"Roxburgh and the Coal Creek area saw the start of stonefruit cultivation during the 1860s gold rush, when the Tamblyn family first imported stonefruit trees from Australia," Kirk said.
Information from their obituaries in the Otago Daily Times showed the brothers John, James and Joseph Tamblyn emigrated from Devonshire, England.
The lure of gold led them to Otago, arriving in 1862 to try their luck at Gabriels Gully.
James Tamblyn was ''one of the first to pitch his tent at Mutton Town Gully" in 1862, the paper said.

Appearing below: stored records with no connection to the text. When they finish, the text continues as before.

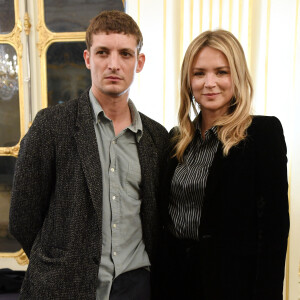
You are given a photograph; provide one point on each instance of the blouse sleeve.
(273, 211)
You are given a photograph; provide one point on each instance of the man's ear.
(141, 62)
(86, 56)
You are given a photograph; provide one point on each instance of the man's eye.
(125, 54)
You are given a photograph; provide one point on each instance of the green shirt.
(123, 248)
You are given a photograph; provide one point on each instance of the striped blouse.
(188, 185)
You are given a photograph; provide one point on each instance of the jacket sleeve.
(33, 182)
(273, 211)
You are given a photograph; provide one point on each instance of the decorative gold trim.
(10, 151)
(14, 39)
(20, 256)
(27, 24)
(46, 38)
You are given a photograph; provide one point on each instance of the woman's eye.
(101, 52)
(222, 72)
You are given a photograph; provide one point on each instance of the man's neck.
(116, 109)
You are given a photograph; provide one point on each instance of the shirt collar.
(136, 126)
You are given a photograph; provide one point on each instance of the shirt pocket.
(133, 181)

By 1864 he and his brothers were settled in Coal Creek, and while continuing to work a sluicing claim for the next 15 years, they turned their attention to fruit growing, bringing in fruit trees from Australia in 1867, over the years making ''the wilderness blossom as the rose", as the ODT described it.
They grew strawberries, peaches, plums and raspberries, and by 1874 were even growing grapes under glass.
Kirk said the packhouse was one of the last remaining publicly-accessible structures of its type from that era.
The packhouse had been renovated and had an open entertaining area and commercial-grade kitchen.
Other historic features on the site being offered for sale included old waterways, stone walkways, bridle and stone stock fences and an old coal cart that had been retained in reference to the original Coal Creek coalmine nearby.